The answer is $2x-y+2=0$ . How would you go about finding the $0$ ?
On
In order for the point $(3,2,−1)$ to be equidistant from two distinct parallel planes, it must be midway between them. Furthermore, one plane is a reflection of the other plane through the point $(3,2,−1).$
The point $P_2 = (x_2,y_2,z_2)$ is in the second (unknown) plane if and only if there is a corresponding point $P_1 = (x_1,y_1,z_1)$ in the plane $2x−y+2z=4$ such that the point $(3,2,−1)$ is the midpoint of the line segment $\overline{P_1P_2}.$ That is,
\begin{align} \frac{x_1 + x_2}{2} &= 3, \\[3pt] \frac{y_1 + y_2}{2} &= 2, \\[3pt] \frac{z_1 + z_2}{2} &= -1. \end{align}
Solve these equations for the coordinates of $P_1$:
\begin{align} x_1 &= 6 - x_2, \\ y_1 &= 4 - y_2, \\ z_1 &= -2 - z_2. \end{align}
We know that $(x_1,y_1,z_1)$ lies in the given plane, so $$2x_1 − y_1 + 2z_1 = 4.$$
Use the equations above to substitute for $x_1,$ $y_1,$ and $z_1$:
$$ 2(6 - x_2) − (4 - y_2) + 2(-2 - z_2) = 4. $$
That's an equation of a plane, and it is the desired plane. But to put it in the form that is probably expected, we can simplify:
\begin{align} 12 - 2x_2 − 4 + y_2 - 4 - 2z_2 &= 4, \\ - 2x_2 + y_2 - 2z_2 &= 0, && \text{collect all the constant terms}\\ 2x_2 - y_2 + 2z_2 &= 0. && \text{multiply all terms by $-1$}\\ \end{align}
Done!
Since both planes are parallel, the normal vector to both planes is $(2, -1, 2)$. Thus the points $(2k + 3, -k + 2, 2k-1)$ and $(-2k + 3, k + 2, -2k-1)$ are equidistant to $(3,2,-1)$.

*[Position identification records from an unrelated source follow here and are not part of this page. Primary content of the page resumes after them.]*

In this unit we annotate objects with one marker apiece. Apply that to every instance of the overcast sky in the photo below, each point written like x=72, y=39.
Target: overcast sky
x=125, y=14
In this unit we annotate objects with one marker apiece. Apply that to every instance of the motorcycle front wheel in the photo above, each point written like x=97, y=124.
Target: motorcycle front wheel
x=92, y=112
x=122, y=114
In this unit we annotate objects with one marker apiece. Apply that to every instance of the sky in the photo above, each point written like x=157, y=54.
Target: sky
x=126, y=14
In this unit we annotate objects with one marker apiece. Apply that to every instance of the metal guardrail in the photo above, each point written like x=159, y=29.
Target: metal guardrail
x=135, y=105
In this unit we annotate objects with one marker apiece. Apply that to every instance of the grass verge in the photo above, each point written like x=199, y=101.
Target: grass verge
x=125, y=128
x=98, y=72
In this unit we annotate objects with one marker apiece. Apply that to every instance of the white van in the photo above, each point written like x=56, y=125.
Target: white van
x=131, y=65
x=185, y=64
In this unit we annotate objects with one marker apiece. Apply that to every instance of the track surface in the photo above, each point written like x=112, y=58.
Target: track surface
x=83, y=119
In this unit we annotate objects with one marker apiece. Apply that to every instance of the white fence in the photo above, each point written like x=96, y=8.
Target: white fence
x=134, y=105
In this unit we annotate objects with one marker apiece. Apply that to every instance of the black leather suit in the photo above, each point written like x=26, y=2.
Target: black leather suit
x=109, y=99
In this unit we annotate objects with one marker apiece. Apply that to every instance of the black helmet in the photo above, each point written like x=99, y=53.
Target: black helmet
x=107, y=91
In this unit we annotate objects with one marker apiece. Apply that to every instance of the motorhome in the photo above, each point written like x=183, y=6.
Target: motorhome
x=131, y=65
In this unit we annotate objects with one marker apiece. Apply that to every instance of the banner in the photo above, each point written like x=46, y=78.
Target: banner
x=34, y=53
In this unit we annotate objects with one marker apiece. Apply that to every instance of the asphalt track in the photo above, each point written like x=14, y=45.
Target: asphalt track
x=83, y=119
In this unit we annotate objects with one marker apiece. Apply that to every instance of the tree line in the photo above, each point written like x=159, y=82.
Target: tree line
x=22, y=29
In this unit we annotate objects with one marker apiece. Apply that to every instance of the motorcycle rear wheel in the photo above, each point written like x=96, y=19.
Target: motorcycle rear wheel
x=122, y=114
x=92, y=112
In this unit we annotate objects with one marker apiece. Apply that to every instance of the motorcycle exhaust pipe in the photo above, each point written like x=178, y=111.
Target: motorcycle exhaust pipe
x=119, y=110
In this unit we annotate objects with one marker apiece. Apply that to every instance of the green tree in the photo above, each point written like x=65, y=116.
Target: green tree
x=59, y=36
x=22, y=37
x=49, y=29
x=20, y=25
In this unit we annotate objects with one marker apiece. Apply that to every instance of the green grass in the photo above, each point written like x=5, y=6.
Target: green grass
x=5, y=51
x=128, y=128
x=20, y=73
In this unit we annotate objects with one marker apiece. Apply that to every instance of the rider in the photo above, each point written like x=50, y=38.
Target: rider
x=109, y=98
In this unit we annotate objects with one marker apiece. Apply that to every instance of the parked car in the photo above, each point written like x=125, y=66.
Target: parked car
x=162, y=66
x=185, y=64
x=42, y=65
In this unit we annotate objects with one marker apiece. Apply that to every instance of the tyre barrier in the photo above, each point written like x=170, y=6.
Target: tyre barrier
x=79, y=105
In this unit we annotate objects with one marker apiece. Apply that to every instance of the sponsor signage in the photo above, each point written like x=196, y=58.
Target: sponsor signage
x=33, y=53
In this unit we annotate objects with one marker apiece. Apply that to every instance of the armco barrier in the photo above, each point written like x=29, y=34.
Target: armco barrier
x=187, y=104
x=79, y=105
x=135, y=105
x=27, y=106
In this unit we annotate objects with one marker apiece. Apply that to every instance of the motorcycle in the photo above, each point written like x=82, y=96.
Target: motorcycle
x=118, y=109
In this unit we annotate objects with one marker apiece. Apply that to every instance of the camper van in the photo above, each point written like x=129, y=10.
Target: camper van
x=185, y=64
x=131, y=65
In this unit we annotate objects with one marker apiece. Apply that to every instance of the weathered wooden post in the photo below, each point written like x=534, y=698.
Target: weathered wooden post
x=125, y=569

Now if the first point lies on the original plane, $2(2k + 3) - (-k + 2) + 2(-2k + 1) = 4$ $ \implies k = -2$. So the original plane is moved $-2$ units to meet the point $(3,2,-1)$, then another $-2$ units for it to be equidistant gives $2x - y + 2z = 4 + (-2) + (-2) = 0$.